Last week, the Trump administration ignited a firestorm when it issued a stop-work order for most U.S. foreign aid programs and announced that it would permanently close all 80 field missions of the U.S. Agency for International Development, the U.S. government’s primary aid agency, which I led from 2001 to 2006. The State Department, implementing an executive order from President Donald Trump, described the purpose of the halt as ensuring that foreign aid is “efficient and consistent with U.S. foreign policy under the America First agenda” and announced it would review all aid programs to determine which should be cut or redesigned. Yesterday, The New York Times reported that the administration had decided to reduce USAID’s workforce from around 10,000 people to under 300 and to cancel around 800 awards and contracts administered by the agency. These extreme moves would spell the end of U.S. foreign aid as we know it.
The stop order has paralyzed U.S. aid programs around the world, bankrupting fragile local aid groups and small businesses and putting lives at risk. Popular programs that manage emergency response and promote global health have been incapacitated. The Peace Corps, for instance, has its own budget to pay its personnel, but the 60-year-old program relies on USAID for assistance on projects relating to agriculture, education, and clean water. The President’s Emergency Plan for AIDS Relief (PEPFAR) has saved an estimated 25 million lives since it was launched in 2003; the halt threw the program into chaos, although it was later granted a limited waiver to resume some activities. Other programs were less fortunate. Investigations into malaria and other diseases have ceased. So has support for Disaster Assistance Response Teams, which for nearly 30 years have been a means for the United States to quickly and efficiently dispatch workers to prevent or alleviate humanitarian catastrophes. Programs that save lives must continue, and Secretary of State Marco Rubio should move as quickly as possible to restore their funding, including to the USAID Famine Early Warning System, which is the guiding mechanism for targeting food aid.

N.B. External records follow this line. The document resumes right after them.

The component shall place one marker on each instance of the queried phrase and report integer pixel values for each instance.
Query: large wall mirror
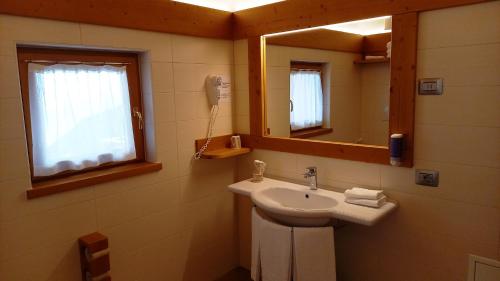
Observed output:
(337, 90)
(330, 83)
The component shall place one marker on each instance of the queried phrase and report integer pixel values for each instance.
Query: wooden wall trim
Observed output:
(298, 14)
(152, 15)
(363, 153)
(322, 39)
(256, 77)
(403, 85)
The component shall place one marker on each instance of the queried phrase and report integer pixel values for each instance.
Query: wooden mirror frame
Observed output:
(402, 102)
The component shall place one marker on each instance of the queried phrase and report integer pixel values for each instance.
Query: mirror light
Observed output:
(360, 27)
(364, 27)
(229, 5)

When I took over as administrator of USAID in 2001, I worked to align the agency’s priorities with President George W. Bush’s foreign policy, as most USAID leaders do for the presidents they serve. I initiated a review of every USAID program and canceled scores of projects that wasted taxpayer money. It’s perfectly appropriate for the Trump administration to initiate its own such review. It makes little sense, however, to issue a blanket stop order before doing so.
The world today is not the one that Washington’s post–Cold War foreign aid strategy was designed for. There are many ways in which the Trump administration can adjust foreign aid programs to serve its broader policy goals without needlessly putting lives at risk or harming U.S. interests. Simply slashing vital programs is a huge mistake, but a far-reaching review and restructuring of U.S. foreign aid is overdue. This assistance is one of the most powerful tools Washington has to push back against Chinese and Russian influence and to prevent transnational threats, such as disease and terrorism, from reaching U.S. soil. By focusing its attention on countries at the center of great-power competition and in which the United States has clearly defined interests, the Trump administration can fit U.S. aid programs for the demands of a new era.